Jordi Savall and Hespèrion XXI
Wigmore Hall
Stalls G16, £5 (under-35)
29 October 2017
Wigmore page

I had a phase in which I only listened to early music (and Don Giovanni), of which Jorid Savall was a hero. Not that I actually listened to much of what he did, but the one disc I had and the odd pieces I heard on the radio convinced me he was a radical of historically informed performance, an adventurous life-giver to music of which we have such little record. When this passion for early music was shelved in the spare room of my mind, his name continued to throb and glow whenever touched upon by my consciousness, incubated and preserved from experience.

So you can imagine my excitement before this concert. I eagerly craned from my seat to catch a glimpse of the range of viols the great Jordi would play, to see if I recognized any of the reedy instruments on the table by his side. I didn’t. This should have been a warning but I heeded it not. The two-hour concert and ensuing suite of encores were lesson enough, though: this is music that, for my level of knowledge, is best consumed in those odd pieces heard on the radio, or at the most in a single CD of presumably closer overlap with music with which I am more familiar. In short, I went speedily from ecstasy to a battle with snoozedom.

This is my failing rather than anyone else’s. The all-male band of Hespèrion XXI are accomplished musicians deeply familiar with the musical styles employed and with the ensemble. I would name the mournful player of the mysterious reeds, and the calmly flashy player of the zither-like thing, as particularly good, but alas I know not their names and the internet yields them not. The band as a whole is surprisingly dependent on Jordi, searching his impassive face for guidance between sections; and their improvisatory skits were oddly disjunct from the surrounding context – but perhaps this is par for the course for the music recorded by the 17th-century polyglot Moldavian soldier Dimitrie Cantemir, who provided the music for this evening. I simply don’t know.

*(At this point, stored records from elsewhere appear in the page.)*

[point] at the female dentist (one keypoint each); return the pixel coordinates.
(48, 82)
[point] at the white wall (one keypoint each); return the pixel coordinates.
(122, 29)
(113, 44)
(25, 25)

I am now very thoroughly aware, though, that I am too ignorant about the different musical forms of the Mediterranean to be able to determine when a melody is played in the Turkish style and when in the Bulgarian. The consequent effect is of hearing essentially the same short piece, with variations of orchestration, continuously for two hours. So this wasn’t the concert for me, and I take full responsibility for leaving that Jordi hero throbbing away in my mind unexposed. But I will nevertheless gripe that the Wigmore could perhaps have encouraged Hespèrion to perform music closer to the repertory for which the Wigmore is better known. Although perhaps this would have gone against the spirit of the thing.